The Sickness of Reason (A reaction)

There was a sickness out there. And it struck us down with silence. Even when people were in close proximity, their voices were notably quieter. It …

The Sickness of Reason

Reading Brad Evans account of our current state of affairs reminds me deeply of Ray Bradbury’s “The Pedestrian”. I first read Bradbury’s short story in high school. It was highly impactful then, and more and more is equally or more impactful now.

“The Pedestrian” accounts the story of an old man, in AD 2053, going for a walk on a cold November night. You see, in this future not so far from now, the simple act of walking is an aberration, an oddity, something not normal. Entertainment is found in the home, air is found in the home, there is no need to leave ones home.

“What is it now?” he asked the houses, noticing his wrist watch. “Eight-thirty P.M.? Time for a dozen assorted murders? A quiz? A revue? A comedian falling off the stage?”

“The Pedestrian” by Ray Bradbury

He is pulled over by the police, for this simple act of walking. For as I stated this simple act is so out of the ordinary is these days it is worth an examination.

“Just walking, Mr. Mead?”

“Yes.”

“But you haven’t explained for what purpose.”

I explained; for air, and to see, and just to walk.”

“Have you done this often?”

“Every night for years.”

The police car sat in the center of the street with its radio throat faintly humming. “Well, Mr. Mead,” it said

“Is that all?” He asked politely.

“Yes,” said the voice. “Here.” There was a sigh, as pop. The back door of the police care sprang wide. “Get in.”

“The Pedestrian” by Ray Bradbury

Evan’s account speak deeply to me of this exchange. Americans have grown lazy. Too often content to sit comfortably on their couches, and Lazy Boys, consuming the next best, “Must See”, TV show. When their passions are arisen, then coming hot and unfocused, are so easily mollified by the next new and shinny thing that a marketing department can conjure up. They merely exist in their “tomb-like buildings” consuming, not really living.

The rise of Trump road in upon the laziness of Americans not understanding the real danger he posed. Not really understanding the impotence of action, of voting, of speaking, or living. Evan’s quiet was the sound of people closing their ears and gladly being told everything was going to be okay. The quiet is the quiet ignorance that comes with surrendering your voice, your life, to fear and money.

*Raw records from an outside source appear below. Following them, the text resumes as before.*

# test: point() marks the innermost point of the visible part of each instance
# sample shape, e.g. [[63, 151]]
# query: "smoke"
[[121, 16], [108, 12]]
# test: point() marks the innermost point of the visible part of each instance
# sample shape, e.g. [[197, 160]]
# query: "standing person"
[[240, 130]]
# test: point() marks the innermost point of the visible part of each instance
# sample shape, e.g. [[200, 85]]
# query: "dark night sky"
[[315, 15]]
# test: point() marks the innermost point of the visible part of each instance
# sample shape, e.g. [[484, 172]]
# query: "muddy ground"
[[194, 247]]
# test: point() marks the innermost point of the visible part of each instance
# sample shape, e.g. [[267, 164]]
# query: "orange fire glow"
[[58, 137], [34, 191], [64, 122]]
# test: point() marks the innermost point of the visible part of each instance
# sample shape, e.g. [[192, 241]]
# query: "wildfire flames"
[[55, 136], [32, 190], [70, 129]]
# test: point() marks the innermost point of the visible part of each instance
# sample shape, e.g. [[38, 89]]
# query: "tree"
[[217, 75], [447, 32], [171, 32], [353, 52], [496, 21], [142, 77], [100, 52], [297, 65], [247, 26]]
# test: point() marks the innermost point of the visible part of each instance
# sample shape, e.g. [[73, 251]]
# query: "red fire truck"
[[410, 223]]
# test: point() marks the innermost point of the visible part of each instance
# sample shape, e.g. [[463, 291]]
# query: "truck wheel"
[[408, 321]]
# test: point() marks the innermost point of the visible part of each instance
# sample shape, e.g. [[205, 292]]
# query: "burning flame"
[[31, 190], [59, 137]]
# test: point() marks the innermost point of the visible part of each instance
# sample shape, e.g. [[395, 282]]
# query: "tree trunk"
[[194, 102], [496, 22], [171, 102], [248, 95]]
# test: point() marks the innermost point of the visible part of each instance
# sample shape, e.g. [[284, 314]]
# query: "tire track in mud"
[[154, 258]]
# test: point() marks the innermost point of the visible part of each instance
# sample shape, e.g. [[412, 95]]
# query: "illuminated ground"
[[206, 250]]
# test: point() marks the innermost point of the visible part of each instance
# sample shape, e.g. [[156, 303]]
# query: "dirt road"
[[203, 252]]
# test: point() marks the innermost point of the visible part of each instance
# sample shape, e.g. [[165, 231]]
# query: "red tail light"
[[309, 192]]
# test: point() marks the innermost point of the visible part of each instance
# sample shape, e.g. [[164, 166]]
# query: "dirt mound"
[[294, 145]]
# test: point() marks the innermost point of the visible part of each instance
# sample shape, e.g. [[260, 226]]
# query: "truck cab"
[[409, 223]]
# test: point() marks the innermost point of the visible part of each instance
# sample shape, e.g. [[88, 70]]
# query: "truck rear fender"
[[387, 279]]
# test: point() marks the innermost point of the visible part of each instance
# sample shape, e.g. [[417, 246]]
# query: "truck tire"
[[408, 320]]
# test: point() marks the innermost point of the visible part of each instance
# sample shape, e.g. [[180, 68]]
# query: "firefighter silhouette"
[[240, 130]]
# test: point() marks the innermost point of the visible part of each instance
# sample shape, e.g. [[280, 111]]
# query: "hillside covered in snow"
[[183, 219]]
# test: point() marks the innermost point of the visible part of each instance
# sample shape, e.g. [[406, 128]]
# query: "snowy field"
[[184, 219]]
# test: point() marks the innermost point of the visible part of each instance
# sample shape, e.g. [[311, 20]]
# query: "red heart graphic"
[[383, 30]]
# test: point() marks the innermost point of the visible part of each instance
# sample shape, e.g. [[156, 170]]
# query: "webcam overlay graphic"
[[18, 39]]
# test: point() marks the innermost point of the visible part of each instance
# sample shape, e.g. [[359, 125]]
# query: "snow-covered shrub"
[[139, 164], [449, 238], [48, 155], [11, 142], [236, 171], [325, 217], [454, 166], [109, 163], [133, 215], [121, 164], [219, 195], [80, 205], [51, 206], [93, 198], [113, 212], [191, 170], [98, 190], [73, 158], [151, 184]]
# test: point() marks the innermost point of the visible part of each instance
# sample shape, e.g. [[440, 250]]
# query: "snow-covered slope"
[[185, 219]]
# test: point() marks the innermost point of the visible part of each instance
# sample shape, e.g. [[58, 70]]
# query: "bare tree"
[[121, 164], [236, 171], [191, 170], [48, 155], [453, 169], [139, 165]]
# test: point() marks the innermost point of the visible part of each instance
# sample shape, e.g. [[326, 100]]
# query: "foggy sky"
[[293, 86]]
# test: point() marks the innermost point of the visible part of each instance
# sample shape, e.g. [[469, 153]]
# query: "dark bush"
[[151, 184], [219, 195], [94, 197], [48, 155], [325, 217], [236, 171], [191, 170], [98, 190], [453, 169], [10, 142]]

Americans have fallen silent as their Nation has been stolen by hate, by intolerance, and by the greed of individuals that would kill a fellow citizen to make a buck, or get a hair cut, or get their nails done, or be allowed to push another down because they look different. All the while wallowing in the great distractions of modernity.

A revolution is desperately needed. Lest we all become either Mr. Mead, or the millions grown dumb by the technology around us.